In brief, Mannhardt’s return to his old colours (1875-76) seems to have been made in a mood from which he again later passed away. But either modern school of mythology may cite him as an ally in one or other of his phases of opinion.
PHILOLOGY AND DEMETER ERINNYS
Mr. Max Muller on Demeter Erinnys.
Like Mannhardt, our author in his new treatise discusses the strange old Arcadian myth of the horse-Demeter Erinnys (ii. 537). He tells the unseemly tale, and asks why the Earth goddess became a mare? Then he gives the analogous myth from the Rig-Veda, {65} which, as it stands, is ‘quite unintelligible.’ But Yaska explains that Saranyu, daughter of Tvashtri, in the form of a mare, had twins by Vivasvat, in the shape of a stallion. Their offspring were the Asvins, who are more or less analogous in their helpful character to Castor and Pollux. Now, can it be by accident that Saranyu in the Veda is Erinnys in Greek? To this ‘equation,’ as we saw, Mannhardt demurred in 1877. Who was Saranyu? Yaska says ‘the Night;’ that was Yaska’s idea. Mr. Max Muller adds, ’I think he is right,’ and that Saranyu is ‘the grey dawn’ (ii. 541).

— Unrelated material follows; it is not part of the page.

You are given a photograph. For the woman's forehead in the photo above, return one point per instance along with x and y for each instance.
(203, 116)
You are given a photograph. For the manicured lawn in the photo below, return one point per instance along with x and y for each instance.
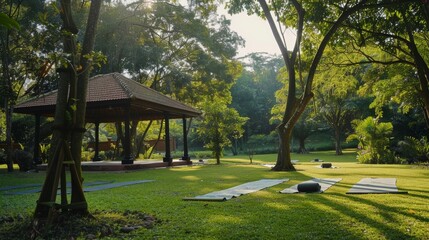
(266, 214)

‘But,’ the bewildered reader exclaims, ’Dawn is one thing and Night is quite another.’ So Yaska himself was intelligent enough to observe, ‘Night is the wife of Aditya; she vanishes at sunrise.’ However, Night in Mr. Max Muller’s system ‘has just got to be’ Dawn, a position proved thus: ’Yaska makes this clear by saying that the time of the Asvins, sons of Saranyu, is after midnight,’ but that ’when darkness prevails over light, that is Madhyama; when light prevails over darkness, that is Aditya,’ both being Asvins. They (the Asvins) are, in fact, darkness and light; and therefore, I understand, Saranyu, who is Night, and not an Asvin at all, is Dawn! To make this perfectly clear, remember that the husband of Saranyu, whom she leaves at sunrise, is—I give you three guesses—is the Sun! The Sun’s wife leaves the Sun at sunrise. {66} This is proved, for Aditya is Vivasvat=the Sun, and is the husband of Saranyu (ii. 541). These methods of proving Night to be Dawn, while the substitute for both in the bed of the Sun ’may have been meant for the gloaming’ (ii. 542), do seem to be geistvolle Spiele des Witzes, ingenious jeux d’esprit, as Mannhardt says, rather than logical arguments.

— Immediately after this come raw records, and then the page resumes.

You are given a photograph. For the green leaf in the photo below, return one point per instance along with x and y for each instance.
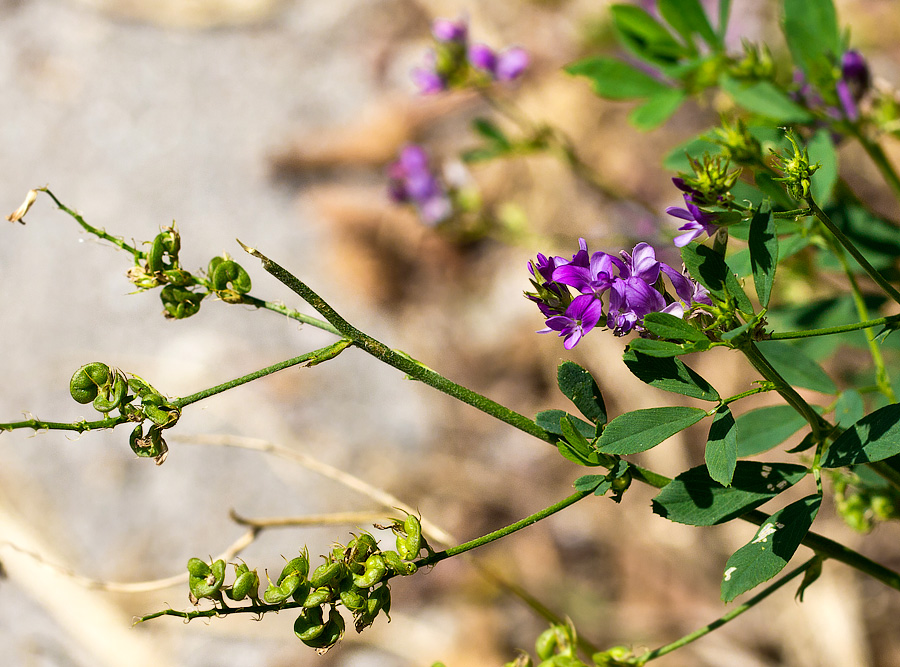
(771, 549)
(578, 386)
(721, 447)
(549, 420)
(709, 268)
(670, 327)
(763, 252)
(849, 408)
(873, 438)
(663, 348)
(615, 80)
(575, 447)
(811, 31)
(697, 499)
(645, 36)
(795, 367)
(599, 484)
(764, 99)
(821, 149)
(676, 159)
(658, 109)
(640, 430)
(688, 18)
(764, 428)
(669, 375)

But we still do not know how the horse and mare came in, or why the statue of Demeter had a horse’s head. ’This seems simply to be due to the fact that, quite apart from this myth, the sun had, in India at least, often been conceived as a horse . . . . and the dawn had been likened to a mare.’ But how does this explain the problem? The Vedic poets cited (ii. 542) either referred to the myth which we have to explain, or they used a poetical expression, knowing perfectly well what they meant. As long as they knew what they meant, they could not make an unseemly fable out of a poetical phrase. Not till after the meaning was forgotten could the myth arise. But the myth existed already in the Veda! And the unseemliness is precisely what we have to account for; that is our enigma.